The Temerty Contemporary Ukraine Program at HURI has released a new TCUP Report by Dr. Alan Riley on Nord Stream 2 that outlines the legal trouble the pipeline project would face even if it were to be revived after Russia's war in Ukraine.

For years, the pipeline has been a contentious subject, with policy officials in the US and Europe expressing concern both for Ukraine's national sovereignty and for Europe's energy security. Despite sanctions and legal arguments against the pipeline, the project was completed in September 2021, but would not become operational until it satisfied regulatory controls. In December, Russia restricted gas flow through its existing transits, seemingly to boost prices and pressure Europe to operationalize the pipeline.

In the lead-up to Russia's full-scale invasion of Ukraine, Germany halted certification of the project in response to Russia's decision to recognized the non-government controlled territories of the so-called Luhansk People's Republic and Donetsk People's Republic. With sanctions mounting after the war began, Nord Stream 2 laid off all of its employees and effectively ceased operations. 
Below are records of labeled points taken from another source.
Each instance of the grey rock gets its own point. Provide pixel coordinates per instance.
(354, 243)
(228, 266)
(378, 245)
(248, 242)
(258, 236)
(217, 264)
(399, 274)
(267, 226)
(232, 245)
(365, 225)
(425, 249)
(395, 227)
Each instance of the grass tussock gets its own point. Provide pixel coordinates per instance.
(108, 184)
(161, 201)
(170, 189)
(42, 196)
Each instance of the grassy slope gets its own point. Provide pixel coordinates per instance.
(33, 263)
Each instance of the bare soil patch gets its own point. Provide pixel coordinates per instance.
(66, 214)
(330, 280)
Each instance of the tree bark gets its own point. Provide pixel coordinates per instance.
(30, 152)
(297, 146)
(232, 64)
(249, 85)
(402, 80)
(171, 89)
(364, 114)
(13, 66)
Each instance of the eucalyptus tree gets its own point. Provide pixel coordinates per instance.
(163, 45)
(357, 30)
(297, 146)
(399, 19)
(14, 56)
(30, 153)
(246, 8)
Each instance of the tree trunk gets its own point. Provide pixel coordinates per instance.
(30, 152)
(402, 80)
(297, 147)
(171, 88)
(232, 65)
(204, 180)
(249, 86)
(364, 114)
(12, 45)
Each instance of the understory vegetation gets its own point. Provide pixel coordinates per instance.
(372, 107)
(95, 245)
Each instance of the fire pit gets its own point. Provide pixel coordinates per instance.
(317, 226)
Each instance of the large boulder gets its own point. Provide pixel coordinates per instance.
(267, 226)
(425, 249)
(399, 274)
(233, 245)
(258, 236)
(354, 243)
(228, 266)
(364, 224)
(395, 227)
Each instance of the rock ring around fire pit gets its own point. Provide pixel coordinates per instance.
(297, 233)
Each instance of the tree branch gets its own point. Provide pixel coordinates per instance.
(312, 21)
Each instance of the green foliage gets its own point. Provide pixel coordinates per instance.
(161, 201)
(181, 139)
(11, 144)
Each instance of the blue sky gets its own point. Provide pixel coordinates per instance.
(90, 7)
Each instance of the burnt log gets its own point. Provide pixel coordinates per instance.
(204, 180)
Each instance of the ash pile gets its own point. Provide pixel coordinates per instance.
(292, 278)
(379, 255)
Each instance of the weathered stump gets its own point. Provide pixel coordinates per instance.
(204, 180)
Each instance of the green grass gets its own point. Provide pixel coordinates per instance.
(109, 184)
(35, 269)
Nonetheless, the pipeline remains complete and ready to operate. In a post-war scenario, if Russia tried to revive the project, what are the chances it would succeed? EU Energy Law expert Dr. Alan Riley outlines the legal obstacles Nord Stream 2 would still have to overcome and concludes that chances are slim it will ever happen: 

Nord Stream 2 is extremely unlikely to be authorized and come into operation for the foreseeable future. This author contends that, absent a democratically elected Russian government committed to the rule of law, the pipeline will not be authorized and brought into operation. In theory, the German suspension could be lifted, and the sanctions waivers in respect to US sanctions could be restored. The argument for Nord Stream 2’s eventual revival would be that the European Union requires significant natural gas supplies. Nord Stream 2 could in theory provide 55bcm of supply from Russia. If, as a result of the large-scale invasion of Ukraine, the Ukrainian transit system were severely damaged or eliminated, there would be a superficially compelling argument that Europe really needs Nord Stream 2. This argument, however, overlooks the fact that Europe can obtain natural gas supplies from Norway, Algeria, and from Liquid Natural Gas (LNG) sources, as well as from renewables and other alternative energy sources (and it would also be possible for the Ukrainian pipeline network to be repaired). And it overlooks the huge shift in European perceptions as to the value of Russian gas supplies to Europe after this large-scale attack on Ukraine. There is no need to increase dependence once again on Russian gas.